About the Role
The AI Engineering Team at TRM Labs is dedicated to enabling next-generation AI applications, with a particular focus on Large Language Models (LLMs) and agentic systems. Our primary goal is to develop robust pipelines, high-performance infrastructure, and operational tooling that facilitate the deployment of AI systems with speed, safety, and scale. We manage petabyte-scale pipelines, serve models with millisecond-level latency, and provide essential observability and governance for production-ready AI. Additionally, we are actively involved in evaluating and integrating cutting-edge tools in the LLM and agent space, including open-source stacks, vector databases, evaluation frameworks, and orchestration tools, to accelerate TRM’s innovation.
The Impact You Will Have
- Architect and implement a robust agentic framework that supports tool use, context retrieval, memory, and planning.
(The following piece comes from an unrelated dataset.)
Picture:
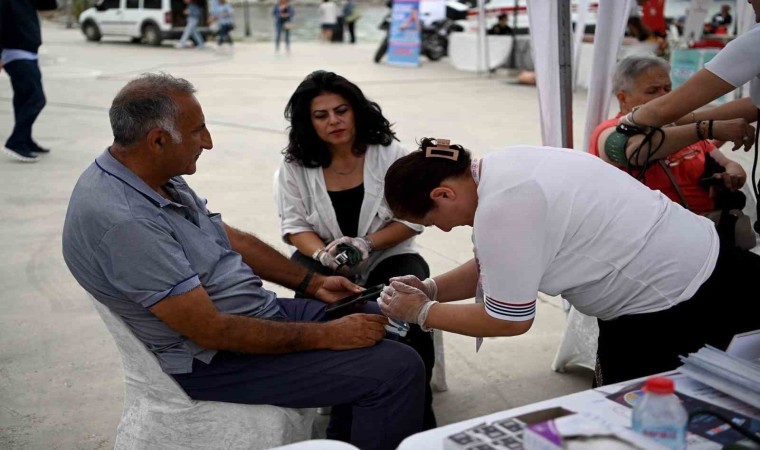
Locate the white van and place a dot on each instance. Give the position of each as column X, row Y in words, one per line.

- Build intelligent, modular agents that automate investigative tasks and augment analyst decision-making.
- Extend and scale our LLM infrastructure (e.g., OpenAI, Anthropic, local models), including prompt engineering, RAG, and evaluation loops.
- Design safe, observable, and auditable agent behaviors, ensuring reliability in high-sensitivity environments.
- Evaluate performance across metrics like reasoning, latency, success rate, and hallucination, and iterate based on user feedback and system telemetry.
- Contribute to a culture of high ownership, rapid experimentation, and ethical AI deployment.
What We’re Looking For
- Strong engineering background with deep experience in backend or systems work (Python preferred).
- Hands-on experience building with LLMs, agents, and tooling frameworks (LangChain, semantic caches, vector DBs, etc.).
- Comfort working with agentic pipelines and optimizing information flow into AI systems.
- Thoughtful approach to system design, with an eye for safety, scalability, and explainability.
- High product empathy – you care about how agents impact real users (analysts) and optimize accordingly.
- Bias toward experimentation and iteration – you’re excited to try, learn, and ship fast.
- Previous experience with knowledge graphs, task orchestration, or AI safety a plus.